Tuesday, November 24, 2009

"All models are false, . . .


. . . but some are useful.” The famous quote from George Box, a pioneer in quality control and time series analysis, perfectly sums the risks associated with advanced analytics and decision modeling/automation. The sub-prime mess is an example of the misadventures in modeling. Where financial models were seen, not as tools, but as answers. Where individual mortgages were like grains of sand – and studying the individual grains under the microscope didn’t give a clue as to what was going on in the whole sand pile. Where small changes in individual grains of sand can trigger huge and dynamic changes in the overall pile. Where complex systems tend to become more complex as time goes on – the systems never get simpler.

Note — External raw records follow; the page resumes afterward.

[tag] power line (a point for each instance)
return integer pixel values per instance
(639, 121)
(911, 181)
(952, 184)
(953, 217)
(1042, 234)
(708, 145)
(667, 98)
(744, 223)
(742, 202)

Modeling and decision science is a delicate balance of the core subject matter and material – combined and blended with deduction, insight, and inference. It is having the ability to recognize the difference between too simple and simply wrong. In the November 2009 issue of Harvard Business Review, Thomas Davenport outlines his thought on balancing decision tools with human intuition in the article entitled, “Make Better Decisions”:

Warn managers not to build into their business analytical models they don’t understand. This means, of course, that to be effective, managers must increasingly be numerate with analytics. At as the Yale economist Robert Shiller told the McKinsey Quarterly in April 2009, “You have to be a quantitative person if you’re managing a company. The quantitative details really matter.” Make assumptions clear. Every model has assumptions behind it, such as “Housing prices will continue to rise for the foreseeable future” or “Loan charge-off levels will remain similar to those of the past so years.” (Both these assumptions, of course, have recently been discredited.) Knowing what the assumptions are makes it possible to anticipate when models are no longer a guide to effective decisions.

Practice “model management,” which keeps track of the models being used within an organization and monitors how well they are working to analyze and predict selected variables. Capital One, an early adopter, has many analytical models in place to support marketing and operations. Finally, cultivate human backups. Automated decision systems are often used to replace human decision makers – but you lose those people at your peril. It takes an expert human being to revise decision criteria over time or know when an automated algorithm no longer works.